Productivity: Yes, we can (go paperless)!

Via Canadian Business Online

From PROFIT magazine, May 2009

Achieving the paperless office is no longer just a dream — it's a real competitive advantage.

By Laura Pratt

It would have been a ridiculous job posting: “Security firm seeks person to keep track of paper.” But three years ago, such a hiring seemed inevitable for Michael Jagger, CEO of Vancouver-based Provident Security. That’s because in the 10 years since starting his one-man security guard operation in 1996, the firm had exploded into a full-service security provider with more than 200 employees and 4,500 customers. In the blink of an eye, it seemed, Jagger was drowning in paper and administrivia when he should have been focusing on business strategies.

“If you don’t have control over every aspect of your business when you have a few thousand clients, what will happen when you are 10—or a hundred—times bigger?” asks Jagger. “To replicate the client experience we offered when we started out, we knew we’d need to spend our time and money on customer service, not administration.” So, in 2006, he began pulling the plug on his photocopiers, fax machines and printers.

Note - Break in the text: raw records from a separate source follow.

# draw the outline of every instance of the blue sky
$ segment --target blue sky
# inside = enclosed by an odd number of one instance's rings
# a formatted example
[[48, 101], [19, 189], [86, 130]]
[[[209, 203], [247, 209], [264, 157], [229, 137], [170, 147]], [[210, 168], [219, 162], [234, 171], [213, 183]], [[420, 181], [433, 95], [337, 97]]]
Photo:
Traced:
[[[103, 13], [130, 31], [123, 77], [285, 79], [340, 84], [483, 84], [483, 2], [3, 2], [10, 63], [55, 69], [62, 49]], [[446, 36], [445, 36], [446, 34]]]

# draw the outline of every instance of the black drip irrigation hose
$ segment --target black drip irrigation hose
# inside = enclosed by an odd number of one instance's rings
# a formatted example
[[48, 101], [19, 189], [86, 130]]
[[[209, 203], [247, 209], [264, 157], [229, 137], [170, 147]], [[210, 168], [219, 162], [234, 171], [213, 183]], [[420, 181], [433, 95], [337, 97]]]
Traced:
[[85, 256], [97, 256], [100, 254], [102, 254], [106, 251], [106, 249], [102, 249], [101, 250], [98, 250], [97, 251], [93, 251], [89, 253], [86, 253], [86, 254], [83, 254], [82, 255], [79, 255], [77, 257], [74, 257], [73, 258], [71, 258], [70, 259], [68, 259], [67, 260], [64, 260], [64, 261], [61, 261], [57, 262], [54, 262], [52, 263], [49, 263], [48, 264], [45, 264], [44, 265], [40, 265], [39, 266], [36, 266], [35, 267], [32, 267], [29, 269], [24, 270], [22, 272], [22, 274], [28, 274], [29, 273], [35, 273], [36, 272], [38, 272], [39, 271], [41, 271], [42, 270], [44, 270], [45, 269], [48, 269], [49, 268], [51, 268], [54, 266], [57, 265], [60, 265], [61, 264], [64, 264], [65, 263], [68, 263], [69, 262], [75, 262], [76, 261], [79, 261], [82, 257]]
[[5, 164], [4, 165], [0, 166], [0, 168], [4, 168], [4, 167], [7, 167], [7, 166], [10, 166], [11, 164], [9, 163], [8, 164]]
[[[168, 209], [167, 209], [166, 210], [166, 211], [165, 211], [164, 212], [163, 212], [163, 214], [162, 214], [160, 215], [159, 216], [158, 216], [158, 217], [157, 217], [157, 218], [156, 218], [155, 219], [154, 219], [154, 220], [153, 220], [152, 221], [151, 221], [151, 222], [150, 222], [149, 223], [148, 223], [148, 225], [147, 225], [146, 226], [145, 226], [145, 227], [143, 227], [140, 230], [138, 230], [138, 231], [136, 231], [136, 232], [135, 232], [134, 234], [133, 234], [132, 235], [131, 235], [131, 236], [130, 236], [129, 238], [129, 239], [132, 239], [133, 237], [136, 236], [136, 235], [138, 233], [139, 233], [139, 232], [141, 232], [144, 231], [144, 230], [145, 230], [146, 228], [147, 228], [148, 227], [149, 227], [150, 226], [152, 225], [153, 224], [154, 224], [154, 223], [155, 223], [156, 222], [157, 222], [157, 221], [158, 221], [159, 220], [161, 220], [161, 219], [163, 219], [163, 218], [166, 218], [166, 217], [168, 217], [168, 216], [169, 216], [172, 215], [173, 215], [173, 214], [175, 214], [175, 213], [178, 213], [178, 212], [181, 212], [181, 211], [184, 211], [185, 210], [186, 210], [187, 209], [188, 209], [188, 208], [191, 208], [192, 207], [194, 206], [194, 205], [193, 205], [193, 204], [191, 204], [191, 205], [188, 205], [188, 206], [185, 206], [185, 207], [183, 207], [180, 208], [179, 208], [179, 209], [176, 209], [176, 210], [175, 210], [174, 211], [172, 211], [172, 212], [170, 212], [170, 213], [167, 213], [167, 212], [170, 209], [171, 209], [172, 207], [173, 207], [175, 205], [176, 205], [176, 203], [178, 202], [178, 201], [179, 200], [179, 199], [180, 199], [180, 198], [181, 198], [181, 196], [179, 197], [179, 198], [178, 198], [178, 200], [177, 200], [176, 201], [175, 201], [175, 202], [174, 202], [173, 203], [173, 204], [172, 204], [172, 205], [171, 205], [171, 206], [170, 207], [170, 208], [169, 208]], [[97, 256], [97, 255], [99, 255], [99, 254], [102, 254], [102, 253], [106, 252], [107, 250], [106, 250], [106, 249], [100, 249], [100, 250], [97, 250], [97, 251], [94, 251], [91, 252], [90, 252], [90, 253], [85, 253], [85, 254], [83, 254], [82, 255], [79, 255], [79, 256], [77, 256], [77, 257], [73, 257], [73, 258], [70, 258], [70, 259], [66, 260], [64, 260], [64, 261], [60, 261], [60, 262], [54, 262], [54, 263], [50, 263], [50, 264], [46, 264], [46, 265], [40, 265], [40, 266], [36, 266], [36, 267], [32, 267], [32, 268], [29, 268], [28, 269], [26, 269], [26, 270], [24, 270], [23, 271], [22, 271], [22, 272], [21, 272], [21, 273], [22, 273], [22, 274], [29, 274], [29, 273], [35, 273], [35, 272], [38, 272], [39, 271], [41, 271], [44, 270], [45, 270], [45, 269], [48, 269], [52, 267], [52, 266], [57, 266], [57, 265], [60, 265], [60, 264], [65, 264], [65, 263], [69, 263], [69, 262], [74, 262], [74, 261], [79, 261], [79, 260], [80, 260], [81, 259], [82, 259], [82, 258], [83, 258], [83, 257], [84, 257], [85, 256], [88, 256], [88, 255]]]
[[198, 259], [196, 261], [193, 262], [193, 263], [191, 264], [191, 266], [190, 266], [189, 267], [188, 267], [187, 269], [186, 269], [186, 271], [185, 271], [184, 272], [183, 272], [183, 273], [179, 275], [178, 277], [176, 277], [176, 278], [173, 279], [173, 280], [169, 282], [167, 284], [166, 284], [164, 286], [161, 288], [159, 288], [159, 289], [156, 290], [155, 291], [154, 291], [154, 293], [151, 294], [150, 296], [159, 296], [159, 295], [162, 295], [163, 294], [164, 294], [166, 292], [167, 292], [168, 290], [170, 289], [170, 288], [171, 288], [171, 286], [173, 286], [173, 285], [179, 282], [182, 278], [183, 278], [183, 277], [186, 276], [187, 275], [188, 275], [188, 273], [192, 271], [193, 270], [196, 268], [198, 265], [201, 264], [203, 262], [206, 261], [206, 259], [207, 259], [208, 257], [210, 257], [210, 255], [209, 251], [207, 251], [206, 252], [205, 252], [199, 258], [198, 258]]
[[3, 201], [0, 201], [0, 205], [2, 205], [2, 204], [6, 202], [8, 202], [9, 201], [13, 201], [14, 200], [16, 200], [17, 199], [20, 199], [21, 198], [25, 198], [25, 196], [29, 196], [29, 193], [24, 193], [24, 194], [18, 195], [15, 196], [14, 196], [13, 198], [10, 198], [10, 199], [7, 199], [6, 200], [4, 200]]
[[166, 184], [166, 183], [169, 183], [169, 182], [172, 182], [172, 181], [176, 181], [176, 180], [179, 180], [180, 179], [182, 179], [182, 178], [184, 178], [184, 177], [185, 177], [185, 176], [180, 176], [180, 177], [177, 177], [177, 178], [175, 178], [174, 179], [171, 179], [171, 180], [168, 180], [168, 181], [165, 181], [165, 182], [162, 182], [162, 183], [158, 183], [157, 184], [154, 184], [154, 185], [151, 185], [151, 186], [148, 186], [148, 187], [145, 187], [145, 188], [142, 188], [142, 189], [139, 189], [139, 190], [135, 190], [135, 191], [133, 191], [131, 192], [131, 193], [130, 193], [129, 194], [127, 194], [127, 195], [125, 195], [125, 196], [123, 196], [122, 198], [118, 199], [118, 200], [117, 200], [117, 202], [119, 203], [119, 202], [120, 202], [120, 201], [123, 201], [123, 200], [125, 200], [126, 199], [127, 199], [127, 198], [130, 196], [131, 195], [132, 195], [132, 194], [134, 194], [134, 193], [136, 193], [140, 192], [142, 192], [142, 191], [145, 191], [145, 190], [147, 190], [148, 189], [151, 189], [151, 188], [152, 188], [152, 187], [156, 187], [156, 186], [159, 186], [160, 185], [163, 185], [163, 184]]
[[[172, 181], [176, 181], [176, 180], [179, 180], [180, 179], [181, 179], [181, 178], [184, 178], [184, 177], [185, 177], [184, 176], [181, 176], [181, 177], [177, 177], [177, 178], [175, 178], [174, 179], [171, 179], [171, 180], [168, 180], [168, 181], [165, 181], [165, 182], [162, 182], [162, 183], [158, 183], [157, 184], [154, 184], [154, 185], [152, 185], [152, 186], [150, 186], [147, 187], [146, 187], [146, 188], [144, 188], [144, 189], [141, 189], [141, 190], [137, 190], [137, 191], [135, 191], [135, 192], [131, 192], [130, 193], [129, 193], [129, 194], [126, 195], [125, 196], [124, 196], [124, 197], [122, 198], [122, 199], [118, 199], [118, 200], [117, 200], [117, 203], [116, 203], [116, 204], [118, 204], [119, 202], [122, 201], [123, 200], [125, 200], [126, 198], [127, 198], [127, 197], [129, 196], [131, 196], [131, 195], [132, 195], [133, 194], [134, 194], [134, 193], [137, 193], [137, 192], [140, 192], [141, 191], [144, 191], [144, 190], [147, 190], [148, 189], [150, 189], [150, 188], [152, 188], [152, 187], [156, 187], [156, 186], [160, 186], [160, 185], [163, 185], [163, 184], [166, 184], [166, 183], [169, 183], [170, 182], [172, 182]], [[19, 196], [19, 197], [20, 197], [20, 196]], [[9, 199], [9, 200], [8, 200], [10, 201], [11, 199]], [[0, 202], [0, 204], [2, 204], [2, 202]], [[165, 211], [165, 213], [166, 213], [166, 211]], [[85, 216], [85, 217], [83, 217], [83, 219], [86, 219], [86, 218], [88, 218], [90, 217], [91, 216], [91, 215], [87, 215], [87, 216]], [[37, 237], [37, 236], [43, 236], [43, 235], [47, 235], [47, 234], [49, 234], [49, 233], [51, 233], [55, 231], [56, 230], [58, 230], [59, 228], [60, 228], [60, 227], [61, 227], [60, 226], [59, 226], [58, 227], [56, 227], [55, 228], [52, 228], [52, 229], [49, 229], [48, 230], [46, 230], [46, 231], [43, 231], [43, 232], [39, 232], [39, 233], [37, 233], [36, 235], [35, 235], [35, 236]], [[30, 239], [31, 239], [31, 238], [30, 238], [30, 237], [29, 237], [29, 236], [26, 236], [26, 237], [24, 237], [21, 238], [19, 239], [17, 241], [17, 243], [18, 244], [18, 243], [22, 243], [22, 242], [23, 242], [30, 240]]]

When the “paperless office” buzz first sounded in the mid-1970s, office computers were clunky and the law didn’t recognize digitally signed documents. But today, it is possible to run a business sans paper: most offices thrum with network-linked computers loaded with software that lets users create, read, duplicate and distribute digital documents, the latest scanners are modern miracles and the digital signature is ratified. Yet, more than ever, we live in a world that encourages hard-copy proof, proliferated by the rock-bottom prices of printers. In the eyes of most businesses, operating without paper is impossible; but a handful of entrepreneurs are discovering that such a corporate change in today’s economic climate is not only possible, it’s preferable.